He is expected to introduce a bill as early as this week to try to block such deals.
Senator Levin's proposal, however, will most likely be a Band-Aid, not a way to deal with the underlying problem, which probably involves a sweeping reform of the corporate tax code. Earlier this year, President Obama similarly sought to change the law, which allows a company to reincorporate abroad if it acquires a foreign company in a transaction that transfers more than 20 percent of the shares to foreign owners. The president wants to raise the threshold to 50 percent.
But both approaches are the equivalent of placing a velvet rope in front of a hot club, not removing the incentive for heading there in the first place.
To better understand what is at stake for Pfizer — and what makes these types of deals so attractive to other companies — consider this basic math: By reincorporating in Britain, Pfizer would most likely save about $200 million a year for each percentage point less it pays in taxes, according to Barclays. Pfizer paid a 27.4 percent rate in the United States; AstraZeneca paid about 21.3 percent in Britain. Those six percentage points could turn into an annual windfall of more than $1 billion. That's not all: It gives Pfizer a revenue-generating asset without having to repatriate any of its $57 billion cash hoard sitting overseas.
The problem isn't simply the lost tax revenue, either. When a company changes its headquarters, jobs invariably leave, too.
The answer is not as simple as lowering the United States corporate tax rate to make it more competitive with foreign competitors. It also involves removing tax loopholes and most likely adopting a system that taxes foreign profits locally.
"Given all of the existing loopholes in U.S. tax law, I am not sure whether Pfizer will really save that much in U.S. taxes. Rather, the expatriation will likely make Pfizer's life a lot easier from a treasury/financing perspective," said J. Richard Harvey Jr., a professor at Villanova University School of Law and Graduate Tax Program.

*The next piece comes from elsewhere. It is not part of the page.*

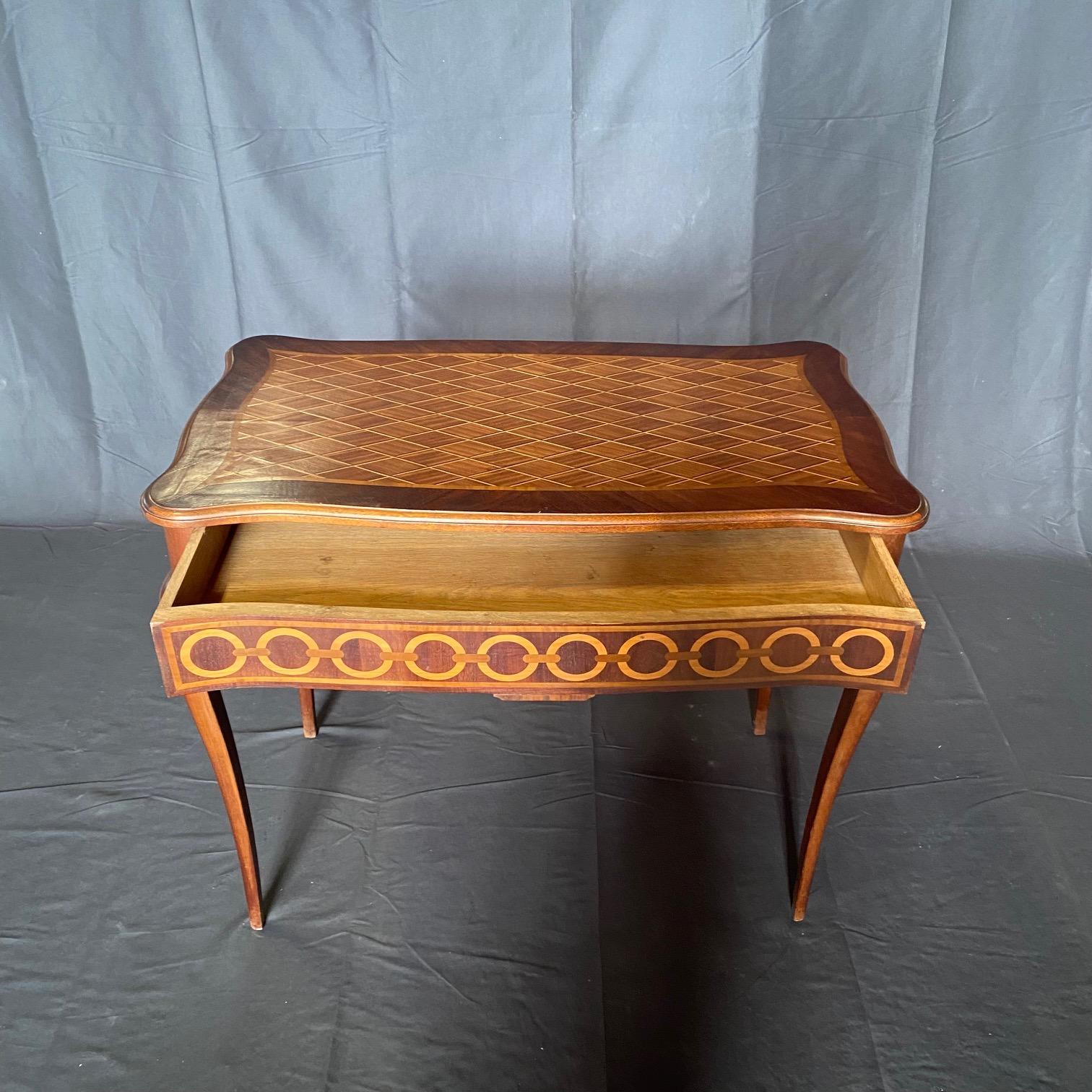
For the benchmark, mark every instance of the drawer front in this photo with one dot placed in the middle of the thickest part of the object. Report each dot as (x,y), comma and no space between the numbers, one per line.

While no one wants to engage in a global tax race toward the bottom with countries competing for companies by offering ever lower tax rates, there has to be a middle ground that makes it attractive enough for companies to want to remain here while paying their fair share.
The reality is that many global multinational companies based in the United States are facing slower growth and desperate to find profits wherever they can. If they can easily minimize their tax bills, that is low-hanging fruit.
United States companies also need to fully appreciate the benefits they receive from being here. "Companies that exploit this loophole benefit from the protections and services the federal government provides, including patent protection, research and development tax credits, national security and more," Senator Levin wrote. "They shouldn't be allowed to shift their tax burden onto others."
This may sound radical: Perhaps there should be a moratorium for the next two years on all inversions. Given that it is almost impossible to believe that real tax reform can happen until 2016, there may be real reason to make sure that the inversion trend doesn't continue. Would it have unintended consequences? Of course. But the alternative might be worse.
"Although it would clearly be best to enact comprehensive United States corporate tax reform, in the short run the United States may need to quickly enact legislation to discourage expatriations," Mr. Harvey said. "Otherwise, there may be a rush for the proverbial door."